Costa Rica's wildlife sanctuaries: filled to the brim
Tubby the paca escaped into a hardware store in Uvita. He's one of the world's largest rodents. Like an oversized guinea-pig with white spots, Tubby scurried between aisles of wrenches, hammers and screws looking for a dark hole to hide. That's when the store owner called in Mike Graeber to catch him.
read more closeNow Tubby spends most of his day sleeping in his enclosure at the Osa Mountain Wildlife Sanctuary, a non-profit wildlife rescue center in the Costa Rica's Central Pacific area. Tubby is just one of 47 animals living in the sanctuary, each with its own story.
Ruby, the scarlet macaw, waddles across the floor of her enclosure, her tail feathers plucked. Mike, owner and caretaker at the Osa Mountain Wildlife Sanctuary, figured her previous owner plucked the feathers, which go for $200 to $300 a piece, before abandoning her on the side of the road. Mike found Ruby fighting for her life against a pair of stray dogs, unable to fly away because of her missing tail feathers.
Ruby is one of many abandoned animals that's come Costa Rican animal shelters in recent months due in part to new laws and fines - up to $2,000 - for owning exotic pets. Concurrently, Costa Rica has decided to close down its zoos and send some 400 animals to shelters for rehabilitation and release putting stress on sanctuaries like the Osa Mountain Wildlife Sanctuary to accept more animals, when they're already at capacity.
The Ministry of Environment, Energy & Ocean (MINAE) is in charge of finding shelters for animals from the closing zoos, illegal animal trade and drug busts. MINAE places these animals in non-profit animal sanctuaries and rescue centers like the Osa Mountain Wildlife Sanctuary. Nearly every day Mike gets requests to take new animals, he said. Already, MINAE has asked to take on a Puma from a San Jose zoo, but Mike said he had to decline. He just doesn't have the space.
Mike moved to Costa Rica in 2005. Though he's spent 40 years volunteering at wildlife shelters in the U.S., he didn't expect he'd start his own shelter in Costa Rica, Mike said. He wanted to sit on the beach and sell banana bread. And that's what he did. For years, Mike, known in beachside town of Dominical as "Banana Bread Mike", sat in a hammock sold snacks to locals and tourists.
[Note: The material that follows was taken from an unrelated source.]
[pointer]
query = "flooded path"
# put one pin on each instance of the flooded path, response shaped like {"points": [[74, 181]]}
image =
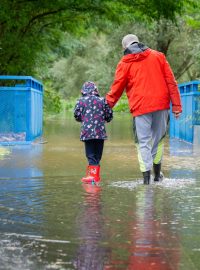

It didn't take long though before he got restless. Mike couldn't help but notice the number of stray dogs wandering around Dominical Beach. After adopting half a dozen dogs, he realized he needed to do more so he started a non-profit organization to spay and neuter local animals called DAWG, Domestic Animal Welfare Group. Over the years, the program has grown to help tourists adopt animals in Costa Rica and take the pets back to the U.S. The organization now spays or neuters 300 animals per year and has found homes for 400 animals in the last two years.
But Mike's plans have only gotten bigger. He has since left DAWG and founded the Osa Mountain Wildlife Sanctuary with the help of business partner Dannia Segura Jiménez and a group of American investors. Finished in February, Mike built the sanctuary by hand applying years of construction experience from his career in the U.S.
Today, the Osa Mountain Wildlife Sanctuary's mission is to rehabilitate and release as many animals as possible. Since opening in February, the sanctuary has released four owls, nine parrots, a hawk and a deer.
But many of the animals that come in to the shelter can't be released. Some, like Sofia, a young agouti who loves to be scratched behind her ears, are too domesticated to ever make it in the wild on their own. Others, like Pedro, a young white-faced monkey caught during a drug bust, are evidence in court cases and must remain at the sanctuary until the case is finished.
Now Mike's running a 60-day fund-raising drive to make improvements on the shelter. He wants to expand the sanctuary with larger enclosures, a nursery and more equipment for veterinary care.
A few days after catching Tubby in the hardware store, Mike had a visitor to the shelter. He pulled up in a truck, hunting dogs yapping wildly in its bed. The hunter claimed he owned Tubby and demanded Mike to give it back to him. Mike declined. He knew that Tubby would likely end up on a dinner table if he returned the paca to the hunter. Instead, Mike offered to call the police. The hunter relented and left empty-handed. Tubby, none the wiser, slept the day away in the warmth of his den at the Osa Mountain Wildlife Sanctuary.